Monsieur le ministre, est-il réellement acceptable de sortir de cette dernière impasse par un tour de passe-passe entre le premier et le deuxième pilier de la politique agricole commune, la PAC ?
Dans des conditions budgétaires à ce point délabrées, les véritables risques – ceux de l’exploitation agricole d’aujourd’hui, les risques économiques, les risques environnementaux – demeurent sans provision dans le projet de budget. C’est une raison de plus pour avancer vers une fiscalité plus propice à des mécanismes d’auto-assurance.
Nous avons appris, au détour de la discussion budgétaire à l’Assemblée nationale, que vous pilotiez un groupe de travail sur ce dernier sujet, et nous avons entendu le ministre de l’économie se déclarer prêt à y associer les parlementaires intéressés. Il est regrettable que notre Haute Assemblée, qui a tant travaillé sur ces sujets, n’ait pas été sollicitée. Je vous prie, monsieur le ministre, de bien vouloir réparer cet oubli.
Après les incertitudes, j’en viens au certain.
Ce qui est certain avec ce budget, c’est qu’il traduit un sérieux défaut d’ambition agricole.

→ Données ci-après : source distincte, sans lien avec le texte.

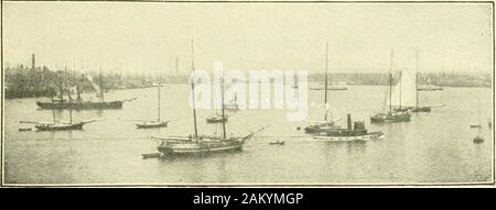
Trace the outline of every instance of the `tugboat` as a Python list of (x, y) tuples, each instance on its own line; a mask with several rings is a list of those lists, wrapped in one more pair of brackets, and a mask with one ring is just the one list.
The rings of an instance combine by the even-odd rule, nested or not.
[[(226, 122), (223, 121), (223, 134), (218, 135), (198, 135), (198, 129), (196, 125), (196, 106), (195, 106), (195, 68), (193, 62), (193, 41), (192, 41), (192, 77), (191, 77), (191, 91), (193, 92), (192, 106), (193, 106), (193, 122), (194, 134), (187, 136), (166, 136), (154, 137), (161, 140), (161, 144), (158, 146), (158, 151), (166, 156), (181, 156), (181, 155), (196, 155), (196, 154), (211, 154), (219, 152), (234, 152), (241, 151), (246, 141), (250, 140), (255, 132), (250, 132), (246, 135), (230, 135), (226, 134)], [(224, 80), (224, 79), (223, 79)], [(224, 85), (224, 81), (222, 81)], [(222, 104), (224, 104), (224, 88), (222, 88)], [(222, 117), (225, 118), (225, 107), (222, 106)], [(260, 129), (259, 131), (261, 131)], [(258, 132), (258, 131), (256, 131)]]
[(365, 129), (364, 122), (355, 122), (354, 128), (352, 128), (352, 114), (347, 114), (346, 129), (330, 129), (322, 131), (313, 136), (313, 139), (315, 140), (323, 140), (328, 142), (368, 141), (382, 137), (382, 132), (369, 133), (367, 129)]
[(68, 122), (57, 121), (55, 118), (55, 112), (52, 111), (53, 122), (20, 121), (20, 123), (34, 123), (34, 128), (36, 128), (36, 131), (67, 131), (67, 130), (83, 130), (83, 125), (85, 125), (86, 123), (95, 122), (98, 120), (95, 119), (82, 122), (73, 122), (71, 91), (68, 91), (68, 110), (69, 110)]
[[(411, 109), (405, 109), (401, 108), (401, 74), (400, 74), (400, 81), (397, 86), (397, 93), (399, 93), (399, 109), (393, 110), (392, 109), (392, 51), (391, 51), (391, 60), (390, 60), (390, 68), (389, 68), (389, 86), (388, 86), (388, 93), (389, 93), (389, 111), (385, 113), (377, 113), (375, 115), (370, 117), (370, 123), (389, 123), (389, 122), (409, 122), (411, 118)], [(399, 88), (399, 89), (398, 89)]]
[(325, 73), (324, 73), (324, 107), (325, 107), (325, 113), (324, 113), (324, 121), (313, 121), (310, 122), (308, 126), (304, 128), (305, 133), (319, 133), (322, 131), (326, 131), (330, 129), (338, 129), (339, 126), (335, 125), (335, 122), (333, 118), (330, 115), (330, 106), (327, 104), (327, 54), (328, 54), (328, 44), (325, 44)]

Nous voulons souligner que les crédits de paiement sont en repli, alors même qu’ils sont gonflés par des factures héritées d’un passé parfois lointain, que la baisse est encore plus accusée en volume dans un budget qui néglige l’inflation, que le plan de compétitivité et d’adaptation des exploitations agricoles, le PCAE, subit une réduction drastique de ses crédits et n’a pas de remplaçant à ce jour.

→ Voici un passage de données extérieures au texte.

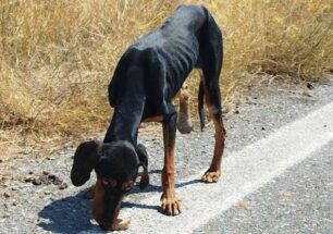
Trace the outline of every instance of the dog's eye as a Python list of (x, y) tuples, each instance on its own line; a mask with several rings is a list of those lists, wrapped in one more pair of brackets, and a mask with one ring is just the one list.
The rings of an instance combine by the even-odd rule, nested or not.
[(106, 178), (106, 177), (103, 177), (101, 181), (102, 181), (102, 184), (104, 186), (108, 186), (108, 187), (115, 187), (116, 186), (116, 181), (113, 180), (113, 178)]
[(133, 188), (133, 182), (122, 184), (122, 189), (124, 193), (128, 193)]

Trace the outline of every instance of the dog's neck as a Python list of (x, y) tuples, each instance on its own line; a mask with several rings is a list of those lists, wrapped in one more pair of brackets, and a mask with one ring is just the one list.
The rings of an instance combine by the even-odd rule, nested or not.
[(137, 144), (138, 128), (141, 122), (146, 97), (138, 95), (124, 97), (114, 108), (113, 118), (107, 132), (104, 143), (127, 140)]

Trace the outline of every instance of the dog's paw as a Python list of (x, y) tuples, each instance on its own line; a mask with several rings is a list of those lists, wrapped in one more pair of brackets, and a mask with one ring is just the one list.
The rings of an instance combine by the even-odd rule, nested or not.
[(215, 183), (219, 181), (221, 174), (222, 174), (221, 171), (209, 171), (208, 170), (207, 172), (205, 172), (201, 180), (205, 183)]
[(125, 219), (125, 220), (121, 220), (121, 219), (116, 219), (112, 225), (111, 225), (111, 230), (112, 231), (124, 231), (127, 230), (130, 227), (131, 224), (131, 220)]
[(182, 212), (182, 200), (180, 200), (176, 196), (162, 196), (161, 201), (162, 213), (166, 215), (178, 215)]

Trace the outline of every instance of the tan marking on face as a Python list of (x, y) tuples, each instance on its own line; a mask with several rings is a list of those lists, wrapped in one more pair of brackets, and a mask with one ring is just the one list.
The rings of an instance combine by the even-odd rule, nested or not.
[(122, 184), (122, 189), (123, 190), (130, 190), (133, 187), (133, 183), (132, 182), (125, 182)]

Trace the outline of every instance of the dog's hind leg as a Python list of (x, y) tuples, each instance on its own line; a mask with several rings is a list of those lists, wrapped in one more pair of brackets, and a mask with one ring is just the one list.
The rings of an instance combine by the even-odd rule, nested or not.
[(222, 155), (224, 150), (225, 130), (222, 122), (221, 91), (219, 77), (222, 69), (222, 34), (214, 20), (209, 16), (202, 47), (200, 49), (201, 69), (206, 104), (215, 128), (215, 145), (211, 164), (202, 176), (206, 183), (217, 182), (221, 176)]
[(180, 99), (180, 112), (178, 112), (177, 128), (182, 134), (188, 134), (193, 131), (193, 123), (190, 120), (189, 97), (186, 84), (184, 84), (182, 89), (180, 90), (178, 99)]
[(163, 140), (164, 140), (164, 167), (162, 170), (162, 188), (161, 197), (162, 212), (168, 215), (177, 215), (181, 213), (181, 200), (175, 194), (174, 177), (174, 147), (176, 136), (177, 113), (165, 116), (163, 120)]

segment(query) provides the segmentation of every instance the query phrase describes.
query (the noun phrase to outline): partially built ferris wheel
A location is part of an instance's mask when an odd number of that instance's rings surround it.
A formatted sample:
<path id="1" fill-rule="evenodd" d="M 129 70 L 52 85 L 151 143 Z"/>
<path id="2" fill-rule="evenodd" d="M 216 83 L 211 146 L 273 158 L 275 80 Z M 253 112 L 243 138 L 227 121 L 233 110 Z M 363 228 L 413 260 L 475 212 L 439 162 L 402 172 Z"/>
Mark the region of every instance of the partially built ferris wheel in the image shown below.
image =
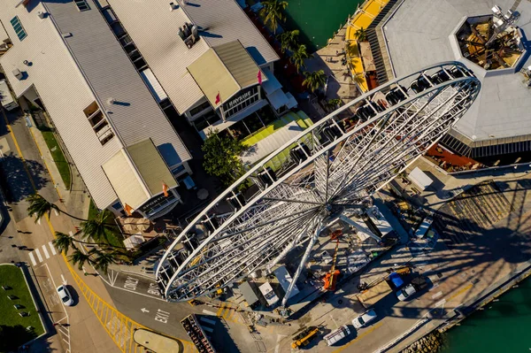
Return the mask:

Quant aux provisions destinées à la nécessaire modernisation des bâtiments d’élevage touchés par les crises aviaires à répétition, leur faiblesse est choquante. Et que dire des 5 millions d’euros de crédits supplémentaires prévus pour protéger les élevages contre les grands prédateurs ?

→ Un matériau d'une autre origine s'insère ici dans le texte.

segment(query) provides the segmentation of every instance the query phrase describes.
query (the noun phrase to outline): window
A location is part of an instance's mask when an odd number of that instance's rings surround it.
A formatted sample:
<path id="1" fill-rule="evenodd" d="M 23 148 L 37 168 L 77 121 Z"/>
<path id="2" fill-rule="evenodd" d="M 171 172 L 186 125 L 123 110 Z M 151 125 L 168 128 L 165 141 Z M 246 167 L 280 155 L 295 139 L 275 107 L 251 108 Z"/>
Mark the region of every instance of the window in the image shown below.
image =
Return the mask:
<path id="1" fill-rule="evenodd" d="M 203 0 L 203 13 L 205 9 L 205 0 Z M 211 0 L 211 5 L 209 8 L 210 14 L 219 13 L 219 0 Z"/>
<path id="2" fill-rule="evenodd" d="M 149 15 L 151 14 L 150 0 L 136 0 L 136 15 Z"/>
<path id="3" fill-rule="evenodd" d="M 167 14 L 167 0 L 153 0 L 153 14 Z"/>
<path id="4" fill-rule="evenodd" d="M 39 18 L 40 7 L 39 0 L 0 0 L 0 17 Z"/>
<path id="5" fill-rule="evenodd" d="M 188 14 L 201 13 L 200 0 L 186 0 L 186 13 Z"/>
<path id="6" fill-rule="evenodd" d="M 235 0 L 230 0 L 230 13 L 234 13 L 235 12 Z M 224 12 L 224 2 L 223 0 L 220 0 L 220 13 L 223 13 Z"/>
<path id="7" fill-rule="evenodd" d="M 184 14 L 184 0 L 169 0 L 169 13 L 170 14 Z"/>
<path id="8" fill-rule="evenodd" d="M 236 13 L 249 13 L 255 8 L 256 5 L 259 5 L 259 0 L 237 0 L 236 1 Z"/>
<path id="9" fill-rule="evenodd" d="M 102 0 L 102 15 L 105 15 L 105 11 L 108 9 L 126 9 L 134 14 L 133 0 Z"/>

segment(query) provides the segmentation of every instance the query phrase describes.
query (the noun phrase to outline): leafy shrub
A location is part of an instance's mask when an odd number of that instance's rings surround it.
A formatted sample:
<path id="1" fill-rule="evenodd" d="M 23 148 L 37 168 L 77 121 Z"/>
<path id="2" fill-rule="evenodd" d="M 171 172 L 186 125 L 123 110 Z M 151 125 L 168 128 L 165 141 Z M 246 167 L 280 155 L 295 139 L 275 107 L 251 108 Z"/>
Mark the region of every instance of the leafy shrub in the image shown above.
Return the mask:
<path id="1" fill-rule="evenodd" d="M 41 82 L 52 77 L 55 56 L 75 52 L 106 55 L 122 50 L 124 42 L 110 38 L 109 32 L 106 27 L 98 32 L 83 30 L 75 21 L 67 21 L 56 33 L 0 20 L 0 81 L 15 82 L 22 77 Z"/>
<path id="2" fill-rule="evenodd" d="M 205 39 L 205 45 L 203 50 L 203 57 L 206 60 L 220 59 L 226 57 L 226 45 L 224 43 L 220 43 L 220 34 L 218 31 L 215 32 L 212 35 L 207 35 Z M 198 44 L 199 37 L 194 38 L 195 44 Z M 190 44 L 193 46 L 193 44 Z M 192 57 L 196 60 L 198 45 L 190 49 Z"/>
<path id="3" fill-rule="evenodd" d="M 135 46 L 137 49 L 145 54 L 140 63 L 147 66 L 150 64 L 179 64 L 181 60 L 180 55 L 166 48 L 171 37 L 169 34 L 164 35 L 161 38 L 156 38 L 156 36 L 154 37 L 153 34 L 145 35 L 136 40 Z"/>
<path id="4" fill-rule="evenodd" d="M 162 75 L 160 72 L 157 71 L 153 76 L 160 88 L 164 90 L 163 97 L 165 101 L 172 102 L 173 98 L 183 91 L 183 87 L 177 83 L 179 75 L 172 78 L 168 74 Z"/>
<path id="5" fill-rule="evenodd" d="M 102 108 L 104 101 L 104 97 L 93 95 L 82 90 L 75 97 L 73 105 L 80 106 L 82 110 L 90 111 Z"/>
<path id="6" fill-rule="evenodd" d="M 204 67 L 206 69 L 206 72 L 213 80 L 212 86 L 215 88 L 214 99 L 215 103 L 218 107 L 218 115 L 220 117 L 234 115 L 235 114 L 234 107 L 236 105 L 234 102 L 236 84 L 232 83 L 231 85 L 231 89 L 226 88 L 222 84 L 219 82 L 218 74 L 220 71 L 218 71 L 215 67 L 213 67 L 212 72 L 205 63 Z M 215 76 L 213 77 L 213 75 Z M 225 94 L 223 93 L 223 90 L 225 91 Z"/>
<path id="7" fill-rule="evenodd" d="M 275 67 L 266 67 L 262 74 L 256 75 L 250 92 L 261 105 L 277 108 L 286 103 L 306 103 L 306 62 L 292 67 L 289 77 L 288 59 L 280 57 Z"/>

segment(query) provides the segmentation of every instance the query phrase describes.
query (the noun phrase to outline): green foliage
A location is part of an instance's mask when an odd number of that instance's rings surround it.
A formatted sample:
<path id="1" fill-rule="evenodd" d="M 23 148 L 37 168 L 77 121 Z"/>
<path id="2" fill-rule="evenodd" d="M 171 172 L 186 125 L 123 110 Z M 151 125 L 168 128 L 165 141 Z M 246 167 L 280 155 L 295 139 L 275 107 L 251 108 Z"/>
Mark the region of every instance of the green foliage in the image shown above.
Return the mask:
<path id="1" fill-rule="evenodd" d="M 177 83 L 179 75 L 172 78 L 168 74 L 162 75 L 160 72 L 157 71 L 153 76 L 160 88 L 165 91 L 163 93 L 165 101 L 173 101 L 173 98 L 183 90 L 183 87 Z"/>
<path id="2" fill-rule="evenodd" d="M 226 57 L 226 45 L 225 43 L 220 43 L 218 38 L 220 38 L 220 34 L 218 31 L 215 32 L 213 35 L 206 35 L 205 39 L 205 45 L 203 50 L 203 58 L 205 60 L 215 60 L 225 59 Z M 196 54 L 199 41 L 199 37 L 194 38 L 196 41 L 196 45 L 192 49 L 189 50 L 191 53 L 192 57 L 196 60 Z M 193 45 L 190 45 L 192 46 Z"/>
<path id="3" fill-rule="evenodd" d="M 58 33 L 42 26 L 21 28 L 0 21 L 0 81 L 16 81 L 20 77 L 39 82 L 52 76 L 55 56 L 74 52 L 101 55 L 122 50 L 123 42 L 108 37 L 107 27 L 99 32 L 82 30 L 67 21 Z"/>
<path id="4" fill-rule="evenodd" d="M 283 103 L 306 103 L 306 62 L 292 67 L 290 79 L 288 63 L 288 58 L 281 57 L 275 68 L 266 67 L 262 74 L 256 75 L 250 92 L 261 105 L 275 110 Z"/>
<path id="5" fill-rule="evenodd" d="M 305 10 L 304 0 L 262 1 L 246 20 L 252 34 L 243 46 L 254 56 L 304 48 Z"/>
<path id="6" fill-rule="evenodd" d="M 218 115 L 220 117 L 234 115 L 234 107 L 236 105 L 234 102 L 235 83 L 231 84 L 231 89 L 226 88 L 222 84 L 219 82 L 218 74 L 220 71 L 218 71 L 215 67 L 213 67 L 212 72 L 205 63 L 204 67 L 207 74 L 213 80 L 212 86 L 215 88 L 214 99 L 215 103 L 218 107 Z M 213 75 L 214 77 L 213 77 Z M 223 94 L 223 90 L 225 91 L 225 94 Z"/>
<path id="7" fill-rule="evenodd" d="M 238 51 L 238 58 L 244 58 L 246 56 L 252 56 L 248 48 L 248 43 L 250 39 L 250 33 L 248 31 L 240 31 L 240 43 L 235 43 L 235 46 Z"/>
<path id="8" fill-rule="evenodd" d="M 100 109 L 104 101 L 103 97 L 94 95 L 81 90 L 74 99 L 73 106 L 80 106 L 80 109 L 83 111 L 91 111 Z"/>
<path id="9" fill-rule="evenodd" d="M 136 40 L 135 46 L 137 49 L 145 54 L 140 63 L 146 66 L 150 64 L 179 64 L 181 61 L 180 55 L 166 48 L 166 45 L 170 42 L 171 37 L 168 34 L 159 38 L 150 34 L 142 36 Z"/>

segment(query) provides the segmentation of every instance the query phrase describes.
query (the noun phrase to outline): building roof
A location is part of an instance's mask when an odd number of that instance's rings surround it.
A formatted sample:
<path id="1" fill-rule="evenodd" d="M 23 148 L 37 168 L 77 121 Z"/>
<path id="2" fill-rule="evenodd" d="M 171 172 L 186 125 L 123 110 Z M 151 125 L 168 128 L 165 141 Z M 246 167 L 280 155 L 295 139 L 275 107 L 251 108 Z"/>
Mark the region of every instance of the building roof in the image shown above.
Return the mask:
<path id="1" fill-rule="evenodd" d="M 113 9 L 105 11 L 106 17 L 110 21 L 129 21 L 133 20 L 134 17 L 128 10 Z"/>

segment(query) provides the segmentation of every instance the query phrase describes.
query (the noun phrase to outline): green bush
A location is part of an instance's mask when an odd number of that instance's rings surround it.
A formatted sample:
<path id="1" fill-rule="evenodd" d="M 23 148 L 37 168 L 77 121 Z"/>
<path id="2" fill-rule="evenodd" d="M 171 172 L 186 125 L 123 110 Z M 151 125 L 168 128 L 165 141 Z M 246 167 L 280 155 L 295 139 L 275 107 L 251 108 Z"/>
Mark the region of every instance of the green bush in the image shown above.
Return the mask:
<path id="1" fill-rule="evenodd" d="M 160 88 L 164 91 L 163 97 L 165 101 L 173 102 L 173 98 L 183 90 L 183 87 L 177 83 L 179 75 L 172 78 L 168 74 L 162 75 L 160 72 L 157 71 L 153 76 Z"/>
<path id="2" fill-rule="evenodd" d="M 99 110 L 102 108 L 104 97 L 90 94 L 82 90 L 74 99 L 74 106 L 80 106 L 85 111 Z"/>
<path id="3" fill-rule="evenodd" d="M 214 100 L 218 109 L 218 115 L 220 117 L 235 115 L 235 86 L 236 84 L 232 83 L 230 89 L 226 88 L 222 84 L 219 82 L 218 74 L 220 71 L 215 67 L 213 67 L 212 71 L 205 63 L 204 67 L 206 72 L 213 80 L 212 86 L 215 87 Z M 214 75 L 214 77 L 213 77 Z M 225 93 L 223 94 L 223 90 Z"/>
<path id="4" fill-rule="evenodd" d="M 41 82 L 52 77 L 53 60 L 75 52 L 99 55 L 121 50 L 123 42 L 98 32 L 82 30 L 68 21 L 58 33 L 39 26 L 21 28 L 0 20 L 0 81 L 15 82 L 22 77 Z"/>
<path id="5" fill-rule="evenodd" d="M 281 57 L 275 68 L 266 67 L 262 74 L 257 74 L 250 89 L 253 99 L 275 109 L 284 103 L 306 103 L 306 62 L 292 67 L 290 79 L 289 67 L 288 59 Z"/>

La question de la crédibilité de la parole publique sur les ambitions agricoles du pays se pose avec d’autant plus d’acuité que le projet de loi de programmation pluriannuelle des finances publiques annonce une baisse de plus de 10 % des crédits à l’horizon 2020.
Enfin, pour conclure, nous devons améliorer les performances de notre administration agricole. J’en donnerai deux exemples.
Le premier concerne le domaine de la sécurité sanitaire de l’alimentation. La superposition des intervenants, la complexité des financements, la confusion des missions doivent être surmontées afin que nous disposions d’une meilleure intégration des forces et d’infrastructures tout à fait irréprochables.
Le second exemple concerne les paiements. Du fait des refus d’apurement, nous ne profitons pas de la totalité des enveloppes européennes. Nous devons, en revanche, mettre en place des systèmes extrêmement lourds à gérer pour les agriculteurs, avec les apports de trésorerie remboursables qui s’accompagnent de coûts financiers pour l’État, mais également de retards de paiement aux exploitants, eux dont les trésoreries sont déjà souvent sous très grande tension.